I had two negative experiences that scared me to death to have another child for a plethora of reasons. From undergoing a third surgical birth to suffering a deep postpartum depression again. I couldn’t put myself or my children through that again. It was bad enough living with the memory of my second delivery and the postpartum depression that stemmed from that — I just knew I couldn’t go through that once more.
Then I got pregnant with Addison. I was petrified. Not just because of my previous experiences but because I emotionally couldn’t deal with it. I was a hot mess for weeks even before I announced to the world that there was a bun cooking. I slowly pulled myself together and went where I thought I could get the most help. The group that had supported me through some of my darkest hours.

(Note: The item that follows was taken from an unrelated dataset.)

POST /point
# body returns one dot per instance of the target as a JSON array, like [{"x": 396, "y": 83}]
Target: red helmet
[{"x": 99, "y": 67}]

After 14+ weeks of research, interviewing providers and talking with my midwife who had been by my side since 2008 I decided a scheduled c-section would be best for me. Not because a doctor thought that is what I should be doing, but because it is what I wanted. Even after saying I would never sign up for a scheduled c-section.
Why did I pick a c-section?
- I wanted to be in control — The loss of control with my previous deliveries had really started the spiral of negativity.
- I wanted the best recovery — I wanted to not only have my older children taken care of, but I wanted the maximum time for healing I could get.
- I knew I couldn’t give birth — No matter what anyone would tell me, in my heart of hearts I knew there was no getting a baby through this pelvis.
- I didn’t want to be wreckless — I wasn’t jumping on the unassisted homebirth bandwagon. No matter what anyone told me, with my history of births and complications it was a death wish.
- It was my choice! — No matter what anyone told me in the end it was my decision. Not a midwife or doctor… MINE!
I consulted with four practices. Two OB/GYN’s and two Midwife only practices. One practice with midwives would take me if I wanted to try and VBA2C, with high risk perinatologists as their backup. These were strangers to me. All new, no comfort level – starting over like I did with my last pregnancy.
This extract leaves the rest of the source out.